Brexzidian7794 schrieb:


> Solange man das nicht übertreibt mit dem Parfüm auftragen ...


Schon mal mit Russinen zu tun gehabt!?!? 

Gerade bei denen sag ich immer: "Mit der Menge an Parfüm, könnte man ein ganzes Haus ausräuchern!"


----------



## efdev (1. April 2016)

*AW: Der Parfüm-Thread*



Idefix Windhund schrieb:


> Gerade bei denen sag ich immer: "Mit der Menge an Parfüm, könnte man ein ganzes Haus ausräuchern!"


Ist mir auch bei den Polnischen Damen aufgefallen die ich bisher kennengelernt habe 

Selbst bin ich nicht so der Freund vom Parfüm auch bei den Mädels nicht immer da Gefühlt keine damit anständig umgehen kann 
Auch Deo nutze ich nur wenn nötig, ich also mit dem Bus nach Sport irgendwo hin muss ansonsten Verzichte ich gern soweit wie möglich


----------



## T-Drive (1. April 2016)

*AW: Der Parfüm-Thread*



Idefix Windhund schrieb:


> Eigentlich ist es doch egal, auch wenn man sich morgens mit Weichspüler einreibt, Duft, ist Duft.



Meine Empfehlung :
300V Factory Line Road Racing 5W40 - Motul

Der Duft von Ester, einfach unschlagbar.


----------



## Iconoclast (1. April 2016)

*Der Parfüm-Thread*

Das ist wirklich top. Heute morgen habe ich mir zum Start in das Wochenede auch erstmal eine Pulle gegönnt. Damit kratzt das in den Achseln nicht mehr so. Kann ich jedem hier empfehlen, nennt sich S100. 

S1 WEISSES KETTENSPRAY  kaufen | Louis Motorrad

Ansonsten schmier ich mit was von Axe in die Kuhle. Wenn ich hier 'ne Parfümfabrik eröffne klatscht meine Freundin mir eine. Das ist ihr Ding. Ich darf noch nach Mann riechen.


----------



## Stryke7 (1. April 2016)

*AW: Der Parfüm-Thread*

Wer hat denn den Quark hier gegründet?   

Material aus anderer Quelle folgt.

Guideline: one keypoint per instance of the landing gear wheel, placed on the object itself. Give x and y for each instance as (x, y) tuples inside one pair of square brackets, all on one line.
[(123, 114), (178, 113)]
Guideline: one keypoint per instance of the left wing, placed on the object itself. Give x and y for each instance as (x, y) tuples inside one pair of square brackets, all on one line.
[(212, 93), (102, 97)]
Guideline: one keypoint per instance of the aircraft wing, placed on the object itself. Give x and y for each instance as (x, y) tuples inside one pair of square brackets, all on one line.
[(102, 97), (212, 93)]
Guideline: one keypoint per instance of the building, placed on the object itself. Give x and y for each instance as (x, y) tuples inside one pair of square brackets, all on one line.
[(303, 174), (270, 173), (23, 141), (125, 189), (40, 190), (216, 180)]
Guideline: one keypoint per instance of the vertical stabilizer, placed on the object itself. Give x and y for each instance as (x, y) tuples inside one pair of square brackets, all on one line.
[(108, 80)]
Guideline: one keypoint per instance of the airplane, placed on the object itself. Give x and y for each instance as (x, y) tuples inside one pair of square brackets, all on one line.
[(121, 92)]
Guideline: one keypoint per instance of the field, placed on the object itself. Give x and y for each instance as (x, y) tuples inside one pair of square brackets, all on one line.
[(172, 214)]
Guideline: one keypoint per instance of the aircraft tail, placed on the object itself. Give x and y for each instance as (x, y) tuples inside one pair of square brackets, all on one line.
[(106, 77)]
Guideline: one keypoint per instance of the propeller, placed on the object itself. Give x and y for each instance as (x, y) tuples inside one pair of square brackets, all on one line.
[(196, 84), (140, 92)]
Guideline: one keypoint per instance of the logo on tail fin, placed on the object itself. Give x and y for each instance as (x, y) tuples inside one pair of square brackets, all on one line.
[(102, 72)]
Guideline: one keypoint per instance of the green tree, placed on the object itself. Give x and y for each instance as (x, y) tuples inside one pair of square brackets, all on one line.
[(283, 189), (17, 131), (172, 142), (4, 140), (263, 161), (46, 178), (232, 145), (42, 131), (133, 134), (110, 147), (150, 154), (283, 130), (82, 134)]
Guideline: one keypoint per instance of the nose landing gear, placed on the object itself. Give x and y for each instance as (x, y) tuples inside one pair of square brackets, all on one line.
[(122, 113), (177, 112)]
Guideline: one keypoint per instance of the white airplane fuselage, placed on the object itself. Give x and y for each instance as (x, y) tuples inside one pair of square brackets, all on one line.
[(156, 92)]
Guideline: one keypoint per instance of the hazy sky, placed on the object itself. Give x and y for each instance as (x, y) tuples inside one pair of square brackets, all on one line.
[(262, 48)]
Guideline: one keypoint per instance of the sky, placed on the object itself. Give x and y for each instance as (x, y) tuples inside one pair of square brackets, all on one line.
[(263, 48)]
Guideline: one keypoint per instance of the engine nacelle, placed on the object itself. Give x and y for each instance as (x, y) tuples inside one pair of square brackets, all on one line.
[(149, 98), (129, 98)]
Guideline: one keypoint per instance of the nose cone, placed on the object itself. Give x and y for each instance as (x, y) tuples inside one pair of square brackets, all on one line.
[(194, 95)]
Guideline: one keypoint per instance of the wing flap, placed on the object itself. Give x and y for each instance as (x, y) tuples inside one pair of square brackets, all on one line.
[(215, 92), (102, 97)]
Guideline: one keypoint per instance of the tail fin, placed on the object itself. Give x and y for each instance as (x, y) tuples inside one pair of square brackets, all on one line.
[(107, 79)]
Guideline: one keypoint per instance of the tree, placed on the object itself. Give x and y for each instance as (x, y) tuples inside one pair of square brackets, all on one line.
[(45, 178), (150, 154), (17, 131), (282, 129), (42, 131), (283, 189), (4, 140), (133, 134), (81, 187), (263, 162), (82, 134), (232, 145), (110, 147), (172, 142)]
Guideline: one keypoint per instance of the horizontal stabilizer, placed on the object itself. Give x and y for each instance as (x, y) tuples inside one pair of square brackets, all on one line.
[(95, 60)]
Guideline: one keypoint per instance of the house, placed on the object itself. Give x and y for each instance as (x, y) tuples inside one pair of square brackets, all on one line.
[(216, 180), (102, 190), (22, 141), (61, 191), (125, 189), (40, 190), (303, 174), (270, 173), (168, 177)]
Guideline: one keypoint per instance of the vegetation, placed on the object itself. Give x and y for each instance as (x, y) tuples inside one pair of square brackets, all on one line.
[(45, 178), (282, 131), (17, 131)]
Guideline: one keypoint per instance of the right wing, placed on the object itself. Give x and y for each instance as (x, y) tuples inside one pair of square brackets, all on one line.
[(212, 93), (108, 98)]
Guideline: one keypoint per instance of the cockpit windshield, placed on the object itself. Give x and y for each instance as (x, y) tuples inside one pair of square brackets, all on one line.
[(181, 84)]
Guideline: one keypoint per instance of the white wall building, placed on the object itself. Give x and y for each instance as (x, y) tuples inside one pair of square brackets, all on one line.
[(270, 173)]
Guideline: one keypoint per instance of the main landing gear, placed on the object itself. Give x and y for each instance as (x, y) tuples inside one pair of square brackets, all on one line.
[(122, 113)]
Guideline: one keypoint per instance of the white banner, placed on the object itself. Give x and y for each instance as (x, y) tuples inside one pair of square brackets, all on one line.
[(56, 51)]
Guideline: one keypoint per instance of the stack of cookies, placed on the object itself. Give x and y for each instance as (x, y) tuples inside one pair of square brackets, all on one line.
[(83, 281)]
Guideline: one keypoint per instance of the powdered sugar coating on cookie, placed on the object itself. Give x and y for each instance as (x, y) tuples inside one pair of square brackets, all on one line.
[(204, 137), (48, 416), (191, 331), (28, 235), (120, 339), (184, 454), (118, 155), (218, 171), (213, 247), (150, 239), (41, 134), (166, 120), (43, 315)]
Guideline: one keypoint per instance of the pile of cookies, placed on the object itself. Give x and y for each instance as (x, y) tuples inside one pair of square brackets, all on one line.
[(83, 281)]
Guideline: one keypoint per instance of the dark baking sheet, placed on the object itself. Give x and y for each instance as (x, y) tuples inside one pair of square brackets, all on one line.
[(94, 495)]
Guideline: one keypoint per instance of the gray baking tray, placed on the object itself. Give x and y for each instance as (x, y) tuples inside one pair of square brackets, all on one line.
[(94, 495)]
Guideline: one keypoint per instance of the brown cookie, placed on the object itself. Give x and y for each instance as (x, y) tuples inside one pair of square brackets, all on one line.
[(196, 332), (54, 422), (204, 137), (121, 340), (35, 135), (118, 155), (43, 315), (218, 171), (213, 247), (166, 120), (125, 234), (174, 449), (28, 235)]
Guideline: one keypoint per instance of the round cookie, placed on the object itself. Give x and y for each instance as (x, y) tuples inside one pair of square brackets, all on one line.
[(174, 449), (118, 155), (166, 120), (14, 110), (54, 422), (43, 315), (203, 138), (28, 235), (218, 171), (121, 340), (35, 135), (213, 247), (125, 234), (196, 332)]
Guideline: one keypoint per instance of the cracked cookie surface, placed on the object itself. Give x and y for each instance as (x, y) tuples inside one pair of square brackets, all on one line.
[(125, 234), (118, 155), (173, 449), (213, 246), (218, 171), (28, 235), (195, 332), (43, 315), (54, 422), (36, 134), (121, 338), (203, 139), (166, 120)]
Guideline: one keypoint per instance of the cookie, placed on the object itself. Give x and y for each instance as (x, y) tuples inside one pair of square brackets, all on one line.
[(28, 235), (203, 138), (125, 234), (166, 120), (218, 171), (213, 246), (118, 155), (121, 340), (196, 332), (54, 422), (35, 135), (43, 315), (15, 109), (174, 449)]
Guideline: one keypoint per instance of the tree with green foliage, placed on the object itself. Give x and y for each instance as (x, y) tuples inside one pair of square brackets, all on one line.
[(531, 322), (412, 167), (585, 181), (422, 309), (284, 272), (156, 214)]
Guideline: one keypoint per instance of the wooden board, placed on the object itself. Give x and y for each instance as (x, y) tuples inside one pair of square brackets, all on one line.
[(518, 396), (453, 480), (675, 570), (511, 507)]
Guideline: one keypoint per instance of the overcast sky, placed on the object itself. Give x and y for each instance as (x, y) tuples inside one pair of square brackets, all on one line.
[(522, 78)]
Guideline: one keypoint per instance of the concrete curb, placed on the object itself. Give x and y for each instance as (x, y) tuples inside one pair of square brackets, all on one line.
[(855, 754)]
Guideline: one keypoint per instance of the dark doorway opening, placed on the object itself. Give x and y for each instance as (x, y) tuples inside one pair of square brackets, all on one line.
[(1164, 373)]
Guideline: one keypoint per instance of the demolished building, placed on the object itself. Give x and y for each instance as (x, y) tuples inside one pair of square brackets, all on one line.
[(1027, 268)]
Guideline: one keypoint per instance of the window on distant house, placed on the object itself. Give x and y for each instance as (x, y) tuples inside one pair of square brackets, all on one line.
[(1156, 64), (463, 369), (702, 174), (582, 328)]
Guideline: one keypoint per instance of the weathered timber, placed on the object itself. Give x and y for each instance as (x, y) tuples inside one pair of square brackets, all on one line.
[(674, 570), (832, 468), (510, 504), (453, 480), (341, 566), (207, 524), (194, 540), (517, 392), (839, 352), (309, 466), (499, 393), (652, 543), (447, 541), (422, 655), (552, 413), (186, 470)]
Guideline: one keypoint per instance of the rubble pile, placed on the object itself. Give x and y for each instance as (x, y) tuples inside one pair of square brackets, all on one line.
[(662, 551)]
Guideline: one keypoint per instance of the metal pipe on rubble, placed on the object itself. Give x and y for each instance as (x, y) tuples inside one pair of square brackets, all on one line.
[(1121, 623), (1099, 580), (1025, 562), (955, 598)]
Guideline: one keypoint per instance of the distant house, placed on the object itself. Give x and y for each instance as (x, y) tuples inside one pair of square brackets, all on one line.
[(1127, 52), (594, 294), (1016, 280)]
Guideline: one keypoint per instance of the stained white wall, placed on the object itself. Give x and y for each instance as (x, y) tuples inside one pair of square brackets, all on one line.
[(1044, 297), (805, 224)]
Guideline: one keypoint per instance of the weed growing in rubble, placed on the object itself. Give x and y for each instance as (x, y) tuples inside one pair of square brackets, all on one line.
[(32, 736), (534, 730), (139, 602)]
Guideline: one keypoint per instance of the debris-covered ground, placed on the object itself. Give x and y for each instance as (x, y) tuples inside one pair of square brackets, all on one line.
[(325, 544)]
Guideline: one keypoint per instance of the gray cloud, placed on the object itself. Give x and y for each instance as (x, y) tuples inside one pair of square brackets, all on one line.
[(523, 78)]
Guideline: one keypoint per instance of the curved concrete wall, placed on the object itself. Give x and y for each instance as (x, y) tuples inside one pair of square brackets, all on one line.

Zur Frage:  Ich nutze im Alltag kein Parfüm.   In den meisten Fällen wirkt sowas einfach zu aufdringlich. 
Ansonsten ...   ich glaube ich habe noch nie eins selbst gekauft, ich bekomme immer mehr geschenkt als ich nutze.  Daher wäre eine Beantwortung der Frage nicht im Sinne der Frage, weil sie nicht meinen Geschmack wiedergeben könnte.


----------



## Kinguin (1. April 2016)

*AW: Der Parfüm-Thread*

Hey netter Thread.^^
Also ein Klassiker ist für mich definitiv Chanel,entweder Bleau oder Allure Homme Sport.Kam imo immer gut an,und in meinem Umfeld wird es kaum genutzt,aber das finde ich gut.
Dagegen kommen sehr oft OneMillion/Invictus (ist wohl ziemlich Mainstream),JeanPaul und Joop vor.


----------



## Bester_Nick (2. April 2016)

*AW: Der Parfüm-Thread*

Meine derzeitigen sind Montblanc Legend, Jil Sander Sun, Nautica Voyage, Thierry Mugler Angel Men und Jean Paul Gaultier Le Male. Legend riecht sehr synthetisch, aber auch echt geil. Irgendwie nach Ananas. Sun ist zwar kein wirklich teurer Duft, aber imo einer der besten. Riecht irgendwie total geil nach "gezuckerten" Blumen, aber trotzdem sehr männlich durch die Holzakkorde.  Voyage ist eigentlich ein Geheimtipp. Kommt aus den USA und ist hier nur bei iParfümerie erhältlich. Für 15 Euro kriegt man einen Duft, mit dem man 12 Stunden wie frisch geduscht riecht. Riecht nach Showergel, sehr synthetisch auch, aber passt in dem Fall. Angel Men hatte ich schon erwähnt. Riecht nach Candyshops auf den Jahrmärkten, so nach gebrannten Mandeln, Zuckerwatte und Schokolade. Kann man tragen, wenn man zum anbeißen lecker riechen will. Und Le Male, na ja, den kennt jeder und im Club trägt den jeder Zweite. Aber er ist halt auch einfach geil. Der Pantydropper schlechthin.


----------



## Kinguin (2. April 2016)

*AW: Der Parfüm-Thread*

Kenne davon nur Jil Sander Sun und Le Male,ersteres riecht wirklich gut,mit zweiterem wurde ich nie so warm.Den Rest schaue ich mir vielleicht mal an. ^^ 
Nutzt hier keiner Hugo Boss,La Nuit de l homme oder Prada? Meine die sind auch sehr beliebt.


----------



## Dr Bakterius (2. April 2016)

*AW: Der Parfüm-Thread*

Ich nehme alles was stinkt. Lagerfeld, Jaguar, Mexx, Harley Davidson, Joop oder Opium.


----------



## Bester_Nick (2. April 2016)

*AW: Der Parfüm-Thread*



Kinguin schrieb:


> Kenne davon nur Jil Sander Sun und Le  Male,ersteres riecht wirklich gut,mit zweiterem wurde ich nie so  warm.Den Rest schaue ich mir vielleicht mal an. ^^
> Nutzt hier keiner Hugo Boss,La Nuit de l homme oder Prada? Meine die sind auch sehr beliebt.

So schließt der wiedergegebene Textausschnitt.